Le poète Frantzley Valbrun a, pour sa part, présenté et dédicacé son ouvrage consacré à Mèt Fèy Vèt et au mouvement Kitanago. La poésie a également marqué cette première édition avec la performance remarquée d’Edouard Baptiste, alias Youyou, qui a apporté une dimension sensible et vivante à cette célébration de la mémoire. Ainsi, les mots, les livres, les tableaux et les performances artistiques se sont mêlés aux réflexions universitaires pour rappeler que l’histoire n’appartient pas uniquement aux archives. Elle vit aussi dans les œuvres, dans les imaginaires et dans la mémoire collective.
De la mémoire à l’avenir
À travers cette première édition, Laviwonn Bwakayiman a surtout lancé une invitation : regarder le passé sans s’y enfermer, afin de mieux construire l’avenir. Bois-Caïman demeure indissociable de la grande insurrection qui allait conduire à l’indépendance d’Haïti. Mais près de deux siècles et demi plus tard, sa signification peut être revisitée à la lumière des défis contemporains. Mémoire de l’esclavage, identité nationale, réparations, restitution, cohésion sociale et projet collectif : autant de questions qui montrent que Bois-Caïman continue de résonner dans le présent. Le véritable enjeu n’est donc pas de remplacer le récit héroïque de l’indépendance, mais de l’élargir, de le complexifier et de lui donner une nouvelle profondeur. Car une nation qui connaît son histoire est mieux armée pour comprendre son présent. Et une nation capable de repenser son récit peut aussi retrouver la force d’imaginer son avenir.

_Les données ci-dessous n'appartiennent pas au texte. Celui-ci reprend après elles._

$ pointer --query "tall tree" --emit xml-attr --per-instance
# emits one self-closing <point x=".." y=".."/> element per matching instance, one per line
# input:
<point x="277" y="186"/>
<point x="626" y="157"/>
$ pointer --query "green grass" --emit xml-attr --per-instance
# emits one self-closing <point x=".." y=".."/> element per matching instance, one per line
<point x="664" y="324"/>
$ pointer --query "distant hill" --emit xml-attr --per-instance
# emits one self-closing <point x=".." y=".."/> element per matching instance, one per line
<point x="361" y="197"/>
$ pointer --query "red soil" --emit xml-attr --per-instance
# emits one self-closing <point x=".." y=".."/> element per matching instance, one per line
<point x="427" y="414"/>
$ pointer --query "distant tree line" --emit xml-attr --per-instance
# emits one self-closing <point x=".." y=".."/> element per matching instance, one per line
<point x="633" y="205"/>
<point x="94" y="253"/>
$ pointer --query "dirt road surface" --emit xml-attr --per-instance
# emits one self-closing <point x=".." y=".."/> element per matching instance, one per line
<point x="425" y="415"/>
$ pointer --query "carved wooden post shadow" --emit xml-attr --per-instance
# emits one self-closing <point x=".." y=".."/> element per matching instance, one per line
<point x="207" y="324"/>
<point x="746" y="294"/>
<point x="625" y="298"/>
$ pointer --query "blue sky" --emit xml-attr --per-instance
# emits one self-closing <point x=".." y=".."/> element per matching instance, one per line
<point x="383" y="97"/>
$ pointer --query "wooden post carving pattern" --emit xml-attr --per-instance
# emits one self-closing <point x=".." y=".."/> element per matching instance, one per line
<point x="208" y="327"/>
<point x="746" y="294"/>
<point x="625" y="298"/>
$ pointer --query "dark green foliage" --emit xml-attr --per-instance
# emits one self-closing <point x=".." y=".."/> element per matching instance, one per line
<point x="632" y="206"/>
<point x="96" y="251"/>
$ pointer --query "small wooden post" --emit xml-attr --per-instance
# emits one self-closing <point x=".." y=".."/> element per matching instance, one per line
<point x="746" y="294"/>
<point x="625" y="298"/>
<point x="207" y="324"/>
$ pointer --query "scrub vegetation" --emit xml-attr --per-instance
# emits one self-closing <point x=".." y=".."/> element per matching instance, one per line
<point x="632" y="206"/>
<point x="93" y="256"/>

À la Direction nationale du livre, Laviwonn Bwakayiman aura ainsi offert bien plus qu’une journée culturelle. Le festival a ouvert un espace où l’histoire, la mémoire et la création se rencontrent pour poser une question essentielle : Après avoir raconté comment Haïti est née, quel récit choisira-t-elle désormais pour raconter où elle veut aller ?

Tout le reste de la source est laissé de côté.